I Repubblicani hanno anche annunciato che 59 deputati uscenti su 61 saranno ricandidati alle legislative, ad eccezione di Eric Ciotti e di Christelle D’Intorni, a sua volta favorevole all’alleanza con l’estrema destra. Hanno anche annunciato che ci sarà un candidato di LR contro Ciotti nella sua circoscrizione. A sua volta Ciotti ha detto che presenterà circa 70-80 candidati «che porteranno i colori» della sua «famiglia politica» e che saranno sostenuti da RN.
Dentro Rassemblement National la proposta di Ciotti è stata accolta con entusiasmo, sia da Le Pen che da Jordan Bardella. Marine Le Pen ha detto che il suo partito è pronto per governare, cosa che non ha ancora mai fatto, e ha indicato l’attuale presidente Jordan Bardella come candidato primo ministro in caso di vittoria alle elezioni.
Sempre martedì ci sono stati dei colloqui tra Le Pen e Marion Maréchal, che oltre a essere sua nipote e una ex esponente del Rassemblement National era la capolista alle elezioni europee di Reconquête!, il partito di estrema destra fondato dall’opinionista Eric Zemmour.
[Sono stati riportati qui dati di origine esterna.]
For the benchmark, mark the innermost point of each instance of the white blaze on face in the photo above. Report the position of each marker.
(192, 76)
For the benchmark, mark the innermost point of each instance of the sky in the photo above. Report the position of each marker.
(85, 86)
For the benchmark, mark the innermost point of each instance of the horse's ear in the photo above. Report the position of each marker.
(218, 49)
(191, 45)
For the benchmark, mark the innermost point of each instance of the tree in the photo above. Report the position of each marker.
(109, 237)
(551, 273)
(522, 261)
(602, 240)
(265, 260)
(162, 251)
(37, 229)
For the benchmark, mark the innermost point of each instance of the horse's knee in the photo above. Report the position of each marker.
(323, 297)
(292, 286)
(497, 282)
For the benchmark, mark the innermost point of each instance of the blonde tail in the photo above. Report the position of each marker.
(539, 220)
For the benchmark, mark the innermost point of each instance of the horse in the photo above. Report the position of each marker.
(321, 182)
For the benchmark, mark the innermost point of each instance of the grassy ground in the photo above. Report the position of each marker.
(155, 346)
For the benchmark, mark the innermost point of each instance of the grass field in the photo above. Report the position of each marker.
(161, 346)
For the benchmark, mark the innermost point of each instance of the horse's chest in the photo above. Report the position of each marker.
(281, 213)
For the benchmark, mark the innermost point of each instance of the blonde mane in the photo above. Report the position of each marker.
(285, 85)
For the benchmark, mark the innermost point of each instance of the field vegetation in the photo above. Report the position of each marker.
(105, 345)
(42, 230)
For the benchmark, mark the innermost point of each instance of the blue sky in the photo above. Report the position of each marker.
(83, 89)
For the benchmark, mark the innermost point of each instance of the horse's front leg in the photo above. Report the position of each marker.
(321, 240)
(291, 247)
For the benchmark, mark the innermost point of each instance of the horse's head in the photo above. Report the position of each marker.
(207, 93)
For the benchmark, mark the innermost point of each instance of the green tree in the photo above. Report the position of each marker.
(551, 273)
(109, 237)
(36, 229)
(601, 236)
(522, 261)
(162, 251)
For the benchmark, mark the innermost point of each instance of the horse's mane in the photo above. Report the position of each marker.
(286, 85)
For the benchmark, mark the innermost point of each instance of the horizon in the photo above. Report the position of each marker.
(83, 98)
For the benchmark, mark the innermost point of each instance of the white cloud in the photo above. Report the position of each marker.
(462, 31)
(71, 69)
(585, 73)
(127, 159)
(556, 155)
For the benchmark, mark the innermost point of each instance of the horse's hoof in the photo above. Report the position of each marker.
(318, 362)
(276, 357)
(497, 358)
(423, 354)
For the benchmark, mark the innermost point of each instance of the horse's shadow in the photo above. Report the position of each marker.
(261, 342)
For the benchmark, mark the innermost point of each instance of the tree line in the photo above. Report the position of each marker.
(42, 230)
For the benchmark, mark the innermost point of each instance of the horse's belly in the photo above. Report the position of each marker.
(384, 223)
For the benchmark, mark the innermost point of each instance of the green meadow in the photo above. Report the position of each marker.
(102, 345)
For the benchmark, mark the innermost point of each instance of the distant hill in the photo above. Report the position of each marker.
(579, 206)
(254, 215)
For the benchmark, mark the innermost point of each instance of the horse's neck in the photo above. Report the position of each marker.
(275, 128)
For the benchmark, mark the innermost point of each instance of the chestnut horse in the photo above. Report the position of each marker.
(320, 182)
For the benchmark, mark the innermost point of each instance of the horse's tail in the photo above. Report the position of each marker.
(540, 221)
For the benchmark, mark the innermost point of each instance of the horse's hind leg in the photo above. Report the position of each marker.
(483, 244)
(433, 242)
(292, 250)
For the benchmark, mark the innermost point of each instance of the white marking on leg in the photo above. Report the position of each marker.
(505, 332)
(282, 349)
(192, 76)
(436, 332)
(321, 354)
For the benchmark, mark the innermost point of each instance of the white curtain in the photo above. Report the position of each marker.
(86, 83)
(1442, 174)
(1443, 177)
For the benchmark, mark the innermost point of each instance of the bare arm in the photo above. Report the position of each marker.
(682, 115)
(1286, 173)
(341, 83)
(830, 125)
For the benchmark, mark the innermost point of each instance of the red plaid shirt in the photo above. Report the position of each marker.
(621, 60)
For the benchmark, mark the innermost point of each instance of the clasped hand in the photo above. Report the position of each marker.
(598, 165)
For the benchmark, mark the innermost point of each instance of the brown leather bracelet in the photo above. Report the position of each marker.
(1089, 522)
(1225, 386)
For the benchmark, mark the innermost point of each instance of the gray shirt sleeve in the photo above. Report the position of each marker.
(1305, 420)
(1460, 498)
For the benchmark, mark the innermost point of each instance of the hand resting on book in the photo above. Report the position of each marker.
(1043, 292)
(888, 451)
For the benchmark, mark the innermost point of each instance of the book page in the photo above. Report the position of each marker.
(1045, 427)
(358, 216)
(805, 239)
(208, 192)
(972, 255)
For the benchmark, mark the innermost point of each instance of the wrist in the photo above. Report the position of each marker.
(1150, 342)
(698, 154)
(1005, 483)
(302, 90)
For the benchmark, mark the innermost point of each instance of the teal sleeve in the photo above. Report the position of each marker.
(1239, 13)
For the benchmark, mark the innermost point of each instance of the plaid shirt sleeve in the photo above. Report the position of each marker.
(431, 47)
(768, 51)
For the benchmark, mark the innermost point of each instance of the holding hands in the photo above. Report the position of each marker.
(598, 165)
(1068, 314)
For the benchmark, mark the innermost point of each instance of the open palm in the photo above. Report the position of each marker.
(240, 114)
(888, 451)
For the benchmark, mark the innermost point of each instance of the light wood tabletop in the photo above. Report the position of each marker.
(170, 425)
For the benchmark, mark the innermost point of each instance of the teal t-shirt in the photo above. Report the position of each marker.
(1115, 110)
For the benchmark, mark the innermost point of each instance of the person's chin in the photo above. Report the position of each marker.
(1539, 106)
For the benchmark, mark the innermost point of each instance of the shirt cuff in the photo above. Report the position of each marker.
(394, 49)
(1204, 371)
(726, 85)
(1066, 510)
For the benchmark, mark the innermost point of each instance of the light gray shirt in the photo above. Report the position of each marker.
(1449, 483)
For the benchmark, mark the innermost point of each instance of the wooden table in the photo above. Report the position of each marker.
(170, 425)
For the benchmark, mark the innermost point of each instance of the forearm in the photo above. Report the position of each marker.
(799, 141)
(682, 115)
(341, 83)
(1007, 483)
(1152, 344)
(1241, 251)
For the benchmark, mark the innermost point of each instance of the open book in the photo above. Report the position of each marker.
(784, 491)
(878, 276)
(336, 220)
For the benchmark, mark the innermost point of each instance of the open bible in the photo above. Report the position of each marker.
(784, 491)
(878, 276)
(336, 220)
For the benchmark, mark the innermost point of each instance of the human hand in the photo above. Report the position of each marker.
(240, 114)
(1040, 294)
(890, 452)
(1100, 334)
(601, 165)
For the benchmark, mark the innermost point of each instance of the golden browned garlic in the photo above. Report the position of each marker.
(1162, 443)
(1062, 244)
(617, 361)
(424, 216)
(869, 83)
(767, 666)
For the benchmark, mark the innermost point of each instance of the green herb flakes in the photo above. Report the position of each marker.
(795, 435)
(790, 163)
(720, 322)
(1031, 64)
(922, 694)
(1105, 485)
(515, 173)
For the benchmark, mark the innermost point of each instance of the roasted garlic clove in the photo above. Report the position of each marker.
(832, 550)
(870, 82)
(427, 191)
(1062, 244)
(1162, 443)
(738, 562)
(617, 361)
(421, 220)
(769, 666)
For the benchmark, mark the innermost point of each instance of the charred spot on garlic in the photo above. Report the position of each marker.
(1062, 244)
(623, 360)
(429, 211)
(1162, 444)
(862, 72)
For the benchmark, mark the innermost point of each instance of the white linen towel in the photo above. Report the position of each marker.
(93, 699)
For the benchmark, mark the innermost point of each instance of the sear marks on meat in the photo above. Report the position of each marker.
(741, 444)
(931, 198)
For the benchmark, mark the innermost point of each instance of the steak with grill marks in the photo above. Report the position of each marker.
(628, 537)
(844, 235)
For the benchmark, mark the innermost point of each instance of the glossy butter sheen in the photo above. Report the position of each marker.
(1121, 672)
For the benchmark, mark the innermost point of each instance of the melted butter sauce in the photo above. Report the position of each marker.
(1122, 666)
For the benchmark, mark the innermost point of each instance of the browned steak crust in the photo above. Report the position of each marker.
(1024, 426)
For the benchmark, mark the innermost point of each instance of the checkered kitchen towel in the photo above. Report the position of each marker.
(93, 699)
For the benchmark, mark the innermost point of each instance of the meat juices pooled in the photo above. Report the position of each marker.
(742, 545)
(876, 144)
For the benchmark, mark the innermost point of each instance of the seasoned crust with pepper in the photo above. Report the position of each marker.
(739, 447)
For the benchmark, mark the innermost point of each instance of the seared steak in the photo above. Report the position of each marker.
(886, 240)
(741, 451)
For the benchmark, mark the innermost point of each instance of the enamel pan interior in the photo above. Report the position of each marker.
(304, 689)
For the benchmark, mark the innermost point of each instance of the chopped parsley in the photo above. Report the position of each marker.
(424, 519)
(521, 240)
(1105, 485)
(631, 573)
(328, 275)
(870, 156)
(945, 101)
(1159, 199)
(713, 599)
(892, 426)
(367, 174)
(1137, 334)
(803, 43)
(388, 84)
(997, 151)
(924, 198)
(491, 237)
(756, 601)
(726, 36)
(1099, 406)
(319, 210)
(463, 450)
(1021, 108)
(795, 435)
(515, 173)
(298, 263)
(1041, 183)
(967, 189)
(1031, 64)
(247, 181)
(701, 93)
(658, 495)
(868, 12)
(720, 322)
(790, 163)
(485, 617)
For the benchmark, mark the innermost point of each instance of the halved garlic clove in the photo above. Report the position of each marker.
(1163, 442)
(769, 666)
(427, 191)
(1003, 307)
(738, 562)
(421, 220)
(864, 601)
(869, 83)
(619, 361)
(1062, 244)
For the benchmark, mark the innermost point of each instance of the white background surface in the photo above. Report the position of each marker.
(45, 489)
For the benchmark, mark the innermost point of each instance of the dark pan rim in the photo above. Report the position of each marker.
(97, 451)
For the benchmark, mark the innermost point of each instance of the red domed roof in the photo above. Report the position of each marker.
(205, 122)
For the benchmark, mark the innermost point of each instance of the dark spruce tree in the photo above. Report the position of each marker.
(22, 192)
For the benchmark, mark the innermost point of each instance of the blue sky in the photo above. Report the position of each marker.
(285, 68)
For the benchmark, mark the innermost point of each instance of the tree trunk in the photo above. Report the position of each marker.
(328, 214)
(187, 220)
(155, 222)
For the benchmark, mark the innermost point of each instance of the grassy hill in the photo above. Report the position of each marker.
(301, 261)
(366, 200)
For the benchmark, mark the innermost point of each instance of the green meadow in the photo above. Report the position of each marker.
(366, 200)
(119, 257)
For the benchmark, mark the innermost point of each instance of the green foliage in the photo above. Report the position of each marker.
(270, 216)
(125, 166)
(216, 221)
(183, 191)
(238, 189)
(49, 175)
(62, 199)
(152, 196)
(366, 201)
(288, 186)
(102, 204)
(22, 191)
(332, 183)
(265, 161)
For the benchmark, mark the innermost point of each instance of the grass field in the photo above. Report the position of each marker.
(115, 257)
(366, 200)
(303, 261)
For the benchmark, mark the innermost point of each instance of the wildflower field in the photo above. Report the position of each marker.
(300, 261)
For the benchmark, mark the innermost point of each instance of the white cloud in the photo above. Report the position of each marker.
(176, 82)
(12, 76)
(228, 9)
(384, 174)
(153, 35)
Per qualche ora un accordo tra Reconquête! e il partito di Le Pen e Bardella è stato ritenuto probabile, ma poi la stessa Maréchal ha fatto sapere che il Rassemblement National ha cambiato idea, decidendo di non procedere con l’alleanza. Maréchal ha però detto pubblicamente che alle legislative sosterrà l’alleanza tra RN e Ciotti e per questo è stata espulsa da Reconquête!.
Mercoledì il presidente Emmanuel Macron ha tenuto una conferenza stampa per avviare la campagna elettorale e spiegare meglio la propria decisione di convocare elezioni legislative anticipate: ha detto che da due anni il suo partito ha la maggioranza relativa all’Assemblea Nazionale e che il risultato delle europee non può essere ignorato.
Macron ha anche definito «assurda» la possibilità di dimettersi dalla carica di presidente della Francia nel caso in cui le elezioni legislative confermassero il risultato delle europee e ha parlato della necessità di creare un largo blocco di centro contro i due estremismi rappresentati, secondo lui, da RN e La France Insoumise.
Nel frattempo, ogni giorno da domenica sera, migliaia di persone manifestano a Parigi e in moltissime altre città francesi contro l’aumento di consensi dell’estrema destra. Lo slogan principale scandito in questi raduni e cortei è “Tout le monde déteste Bardella” (“Tutti odiano Bardella”), che riprende la frase usata durante i cortei antifascisti di mezzo mondo e che dice: “Tout le monde déteste la police” (“Tutti odiano la polizia”).
Se le prossime elezioni per rinnovare l’Assemblea Nazionale rifletteranno l’ottimo risultato dell’estrema destra alle europee, il risultato sarebbero un presidente e un capo del governo di partiti diversi. È una situazione che si è già verificata in passato: è la cosiddetta “cohabitation”, una situazione nella quale il presidente ha solitamente grande difficoltà a portare avanti il proprio programma politico.